• by chrisjc on 10/27/2021, 8:42:10 AM

    I'm a little confused with Arrow being included in the comparison.

    What does Arrow have to do with Parquet? We are talking about the file format Parquet, right? Does Arrow use Parquet as its default data storage format?

    But isn't Arrow a format too? As I understand it, Arrow is a format optimized for transferring in-memory data from one distributed system to another (ser-des), while also facilitating and optimizing certain set operations. From RAM in one system to RAM in another.

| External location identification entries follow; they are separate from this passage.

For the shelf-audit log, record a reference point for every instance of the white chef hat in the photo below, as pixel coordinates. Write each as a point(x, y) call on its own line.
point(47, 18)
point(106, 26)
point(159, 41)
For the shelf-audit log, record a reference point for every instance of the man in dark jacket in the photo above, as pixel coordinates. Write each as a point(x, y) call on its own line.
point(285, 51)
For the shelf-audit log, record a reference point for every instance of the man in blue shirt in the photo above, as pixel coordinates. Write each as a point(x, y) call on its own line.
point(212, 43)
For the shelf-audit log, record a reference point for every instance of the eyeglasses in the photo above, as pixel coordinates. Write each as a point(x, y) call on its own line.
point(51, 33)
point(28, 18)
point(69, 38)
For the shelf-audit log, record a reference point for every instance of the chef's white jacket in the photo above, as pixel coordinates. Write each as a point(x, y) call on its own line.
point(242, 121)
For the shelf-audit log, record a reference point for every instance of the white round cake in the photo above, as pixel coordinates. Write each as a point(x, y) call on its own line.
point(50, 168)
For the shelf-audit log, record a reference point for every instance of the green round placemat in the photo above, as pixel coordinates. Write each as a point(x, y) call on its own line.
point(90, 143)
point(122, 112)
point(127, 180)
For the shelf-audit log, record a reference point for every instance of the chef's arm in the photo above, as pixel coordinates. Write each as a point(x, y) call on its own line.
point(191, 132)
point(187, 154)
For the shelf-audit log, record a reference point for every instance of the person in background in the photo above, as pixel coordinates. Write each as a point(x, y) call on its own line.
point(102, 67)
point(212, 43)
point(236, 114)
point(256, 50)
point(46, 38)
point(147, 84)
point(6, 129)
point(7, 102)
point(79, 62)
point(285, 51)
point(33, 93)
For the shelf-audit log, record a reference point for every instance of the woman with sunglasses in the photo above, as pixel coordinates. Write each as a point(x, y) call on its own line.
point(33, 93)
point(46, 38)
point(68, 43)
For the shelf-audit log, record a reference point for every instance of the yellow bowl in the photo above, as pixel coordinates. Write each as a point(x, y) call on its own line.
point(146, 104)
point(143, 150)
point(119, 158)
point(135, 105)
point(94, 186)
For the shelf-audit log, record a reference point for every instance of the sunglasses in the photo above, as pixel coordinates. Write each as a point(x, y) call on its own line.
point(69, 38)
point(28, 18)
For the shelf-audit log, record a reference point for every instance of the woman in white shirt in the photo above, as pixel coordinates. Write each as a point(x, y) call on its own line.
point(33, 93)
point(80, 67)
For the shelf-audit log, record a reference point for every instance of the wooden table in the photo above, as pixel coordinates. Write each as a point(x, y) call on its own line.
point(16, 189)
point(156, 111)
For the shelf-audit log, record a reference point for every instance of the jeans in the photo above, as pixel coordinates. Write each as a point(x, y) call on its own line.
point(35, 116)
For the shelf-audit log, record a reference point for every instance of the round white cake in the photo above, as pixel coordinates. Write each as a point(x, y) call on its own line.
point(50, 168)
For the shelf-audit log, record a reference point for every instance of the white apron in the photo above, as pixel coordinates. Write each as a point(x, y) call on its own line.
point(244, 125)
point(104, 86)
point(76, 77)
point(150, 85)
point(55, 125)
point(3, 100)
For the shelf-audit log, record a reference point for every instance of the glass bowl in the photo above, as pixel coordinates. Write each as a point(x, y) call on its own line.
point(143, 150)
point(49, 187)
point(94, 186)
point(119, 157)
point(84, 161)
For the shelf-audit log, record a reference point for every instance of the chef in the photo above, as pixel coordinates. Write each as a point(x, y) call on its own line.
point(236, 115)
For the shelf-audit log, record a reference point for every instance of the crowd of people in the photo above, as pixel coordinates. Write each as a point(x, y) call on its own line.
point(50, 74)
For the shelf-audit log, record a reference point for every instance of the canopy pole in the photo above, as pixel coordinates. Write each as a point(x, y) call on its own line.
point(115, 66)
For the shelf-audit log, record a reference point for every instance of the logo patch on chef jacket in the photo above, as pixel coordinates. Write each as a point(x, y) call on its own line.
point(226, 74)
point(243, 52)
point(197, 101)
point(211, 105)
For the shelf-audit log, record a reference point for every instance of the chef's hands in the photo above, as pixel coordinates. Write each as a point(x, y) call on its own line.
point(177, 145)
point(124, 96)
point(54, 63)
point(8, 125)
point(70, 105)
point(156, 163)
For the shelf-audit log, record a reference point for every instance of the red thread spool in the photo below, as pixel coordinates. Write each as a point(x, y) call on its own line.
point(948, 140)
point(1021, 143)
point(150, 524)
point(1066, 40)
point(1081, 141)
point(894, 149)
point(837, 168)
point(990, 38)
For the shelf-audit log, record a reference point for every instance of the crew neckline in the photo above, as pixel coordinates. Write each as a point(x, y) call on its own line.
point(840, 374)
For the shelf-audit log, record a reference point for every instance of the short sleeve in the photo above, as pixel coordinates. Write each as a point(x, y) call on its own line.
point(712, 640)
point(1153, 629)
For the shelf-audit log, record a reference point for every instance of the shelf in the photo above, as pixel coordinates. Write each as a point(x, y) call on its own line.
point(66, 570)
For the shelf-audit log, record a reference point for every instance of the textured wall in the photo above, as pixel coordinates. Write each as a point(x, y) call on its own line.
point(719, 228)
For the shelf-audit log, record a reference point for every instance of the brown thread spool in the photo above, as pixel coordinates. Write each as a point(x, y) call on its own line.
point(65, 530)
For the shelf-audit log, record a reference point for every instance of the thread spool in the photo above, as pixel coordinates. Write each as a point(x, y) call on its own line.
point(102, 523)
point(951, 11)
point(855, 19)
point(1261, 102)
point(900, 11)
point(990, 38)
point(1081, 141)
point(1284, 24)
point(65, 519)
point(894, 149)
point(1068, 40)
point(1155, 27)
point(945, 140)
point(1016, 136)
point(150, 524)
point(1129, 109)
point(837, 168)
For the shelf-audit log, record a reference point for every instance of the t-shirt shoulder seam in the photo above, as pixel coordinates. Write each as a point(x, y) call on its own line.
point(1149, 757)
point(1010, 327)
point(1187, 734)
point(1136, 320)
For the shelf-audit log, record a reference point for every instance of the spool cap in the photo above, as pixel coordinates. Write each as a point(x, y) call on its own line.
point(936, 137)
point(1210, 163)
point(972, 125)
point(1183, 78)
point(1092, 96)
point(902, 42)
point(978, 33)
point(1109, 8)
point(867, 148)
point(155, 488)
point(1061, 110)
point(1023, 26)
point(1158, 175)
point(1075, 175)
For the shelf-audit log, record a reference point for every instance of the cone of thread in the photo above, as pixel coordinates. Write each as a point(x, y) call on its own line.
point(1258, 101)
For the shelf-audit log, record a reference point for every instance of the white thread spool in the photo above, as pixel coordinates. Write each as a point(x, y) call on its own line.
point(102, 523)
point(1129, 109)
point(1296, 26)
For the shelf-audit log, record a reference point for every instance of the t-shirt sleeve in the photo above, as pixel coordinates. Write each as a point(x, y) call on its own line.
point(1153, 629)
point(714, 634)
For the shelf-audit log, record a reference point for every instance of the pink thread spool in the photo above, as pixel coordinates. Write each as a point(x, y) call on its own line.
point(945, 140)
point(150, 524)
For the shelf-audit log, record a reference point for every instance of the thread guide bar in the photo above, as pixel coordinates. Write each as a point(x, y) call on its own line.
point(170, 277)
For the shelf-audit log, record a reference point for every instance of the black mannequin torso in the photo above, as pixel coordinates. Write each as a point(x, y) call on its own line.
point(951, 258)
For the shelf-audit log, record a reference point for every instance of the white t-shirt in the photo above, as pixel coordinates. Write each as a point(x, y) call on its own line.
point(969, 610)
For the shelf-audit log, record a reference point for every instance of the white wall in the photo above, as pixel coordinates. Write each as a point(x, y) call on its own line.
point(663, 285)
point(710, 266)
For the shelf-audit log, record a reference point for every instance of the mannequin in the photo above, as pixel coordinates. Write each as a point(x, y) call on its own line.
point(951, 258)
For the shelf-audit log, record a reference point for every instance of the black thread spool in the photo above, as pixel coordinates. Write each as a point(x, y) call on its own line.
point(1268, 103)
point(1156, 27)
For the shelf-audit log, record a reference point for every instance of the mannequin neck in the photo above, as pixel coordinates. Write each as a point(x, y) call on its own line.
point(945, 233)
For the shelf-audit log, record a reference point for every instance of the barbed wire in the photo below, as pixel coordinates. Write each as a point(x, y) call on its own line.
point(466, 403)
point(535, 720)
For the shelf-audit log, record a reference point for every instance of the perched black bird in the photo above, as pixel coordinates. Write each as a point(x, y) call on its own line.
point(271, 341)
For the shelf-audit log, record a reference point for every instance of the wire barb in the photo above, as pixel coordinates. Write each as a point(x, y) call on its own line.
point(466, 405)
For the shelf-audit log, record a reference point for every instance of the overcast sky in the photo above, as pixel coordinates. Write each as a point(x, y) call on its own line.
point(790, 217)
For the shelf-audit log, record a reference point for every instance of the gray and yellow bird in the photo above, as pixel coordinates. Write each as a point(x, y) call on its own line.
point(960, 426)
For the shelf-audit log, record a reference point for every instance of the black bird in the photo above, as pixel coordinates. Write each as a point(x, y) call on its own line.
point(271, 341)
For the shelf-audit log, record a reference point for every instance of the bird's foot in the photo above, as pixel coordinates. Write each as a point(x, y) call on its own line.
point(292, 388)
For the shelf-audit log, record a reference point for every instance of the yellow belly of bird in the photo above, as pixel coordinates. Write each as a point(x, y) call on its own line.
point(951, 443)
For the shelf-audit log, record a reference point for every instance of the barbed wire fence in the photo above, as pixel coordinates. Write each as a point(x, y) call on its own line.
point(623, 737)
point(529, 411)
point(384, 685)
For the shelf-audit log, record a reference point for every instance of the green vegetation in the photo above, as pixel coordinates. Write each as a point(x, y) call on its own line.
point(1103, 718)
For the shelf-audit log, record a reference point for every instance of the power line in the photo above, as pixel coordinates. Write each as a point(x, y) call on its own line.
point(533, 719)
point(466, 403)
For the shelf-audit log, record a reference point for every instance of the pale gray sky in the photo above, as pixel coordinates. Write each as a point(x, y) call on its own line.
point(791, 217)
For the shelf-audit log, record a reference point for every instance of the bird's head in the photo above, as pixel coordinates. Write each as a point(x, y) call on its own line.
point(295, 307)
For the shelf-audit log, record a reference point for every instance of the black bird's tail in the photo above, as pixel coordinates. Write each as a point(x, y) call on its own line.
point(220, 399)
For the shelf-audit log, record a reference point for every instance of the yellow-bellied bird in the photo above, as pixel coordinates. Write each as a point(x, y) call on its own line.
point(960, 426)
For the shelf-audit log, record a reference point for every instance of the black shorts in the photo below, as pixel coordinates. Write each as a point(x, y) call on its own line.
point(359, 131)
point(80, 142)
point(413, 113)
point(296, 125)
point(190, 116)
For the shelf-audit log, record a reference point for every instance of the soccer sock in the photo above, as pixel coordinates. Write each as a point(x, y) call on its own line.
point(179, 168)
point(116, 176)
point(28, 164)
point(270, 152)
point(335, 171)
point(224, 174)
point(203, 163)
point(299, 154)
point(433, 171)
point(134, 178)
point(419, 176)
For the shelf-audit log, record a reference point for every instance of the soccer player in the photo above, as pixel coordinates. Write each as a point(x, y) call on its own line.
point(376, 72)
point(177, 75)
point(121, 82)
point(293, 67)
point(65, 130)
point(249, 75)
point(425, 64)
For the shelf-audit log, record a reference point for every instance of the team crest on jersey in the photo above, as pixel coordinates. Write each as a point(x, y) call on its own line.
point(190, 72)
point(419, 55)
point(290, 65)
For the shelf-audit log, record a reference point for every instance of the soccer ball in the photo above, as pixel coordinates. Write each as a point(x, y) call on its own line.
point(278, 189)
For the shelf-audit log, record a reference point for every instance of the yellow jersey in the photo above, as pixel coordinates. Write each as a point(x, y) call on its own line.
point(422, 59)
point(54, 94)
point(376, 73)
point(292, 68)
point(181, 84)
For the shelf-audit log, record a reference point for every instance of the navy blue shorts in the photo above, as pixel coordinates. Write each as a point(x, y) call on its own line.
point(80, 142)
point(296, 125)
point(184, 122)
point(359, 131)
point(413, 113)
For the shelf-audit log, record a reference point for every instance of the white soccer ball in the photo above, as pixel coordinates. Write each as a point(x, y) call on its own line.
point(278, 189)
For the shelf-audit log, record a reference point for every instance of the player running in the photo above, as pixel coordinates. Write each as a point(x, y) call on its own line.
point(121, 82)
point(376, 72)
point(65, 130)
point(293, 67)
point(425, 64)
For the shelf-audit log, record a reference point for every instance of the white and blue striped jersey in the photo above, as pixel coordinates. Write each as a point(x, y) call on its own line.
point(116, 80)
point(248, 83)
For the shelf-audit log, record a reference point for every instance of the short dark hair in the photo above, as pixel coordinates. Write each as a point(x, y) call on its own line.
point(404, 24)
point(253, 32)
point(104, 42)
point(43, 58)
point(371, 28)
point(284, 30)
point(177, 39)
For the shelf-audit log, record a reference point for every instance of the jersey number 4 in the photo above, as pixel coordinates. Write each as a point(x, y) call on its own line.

    Moreover, since Arrow is a format, why is it being compared to databases like SQLite and DuckDB? If we're talking about formats, why not compare Arrow queries against Parquet data to DuckDB queries against Parquet data? https://duckdb.org/docs/data/parquet

    Why not at least benchmark the query execution alone instead of startup and loading of data? For Arrow, isn't it assumed that there is an engine like Spark or Snowflake already up and running that's serving you data in the Arrow format? Ideally, with Arrow you should never be dealing with data starting in a resting format like Parquet. The data should already be in RAM to reap the benefits of Arrow. Its value proposition is it'll get "live" data from point A to B as efficiently as possible, in an open, non-proprietary, ubiquitous (eventually) format.

    Exactly what of SQLite, DuckDB and Arrow is being compared here?

    I would assume the benefits of Arrow in R (or DataFrames in general) would be getting data from a data engine into your DataFrame runtime as efficiently as possible. (just as interesting might be where and how push-downs are handled)

    Perhaps I'm missing the trees for the forest?

    No disrespect to the author... Seems like they're on a quest for knowledge, and while the article is confusing to me, it certainly got me thinking.

    Disclaimer: I don't read R too good, and I'm still struggling with what exactly Arrow is. (Comparisons like this actually leave me even more confused about what Arrow is)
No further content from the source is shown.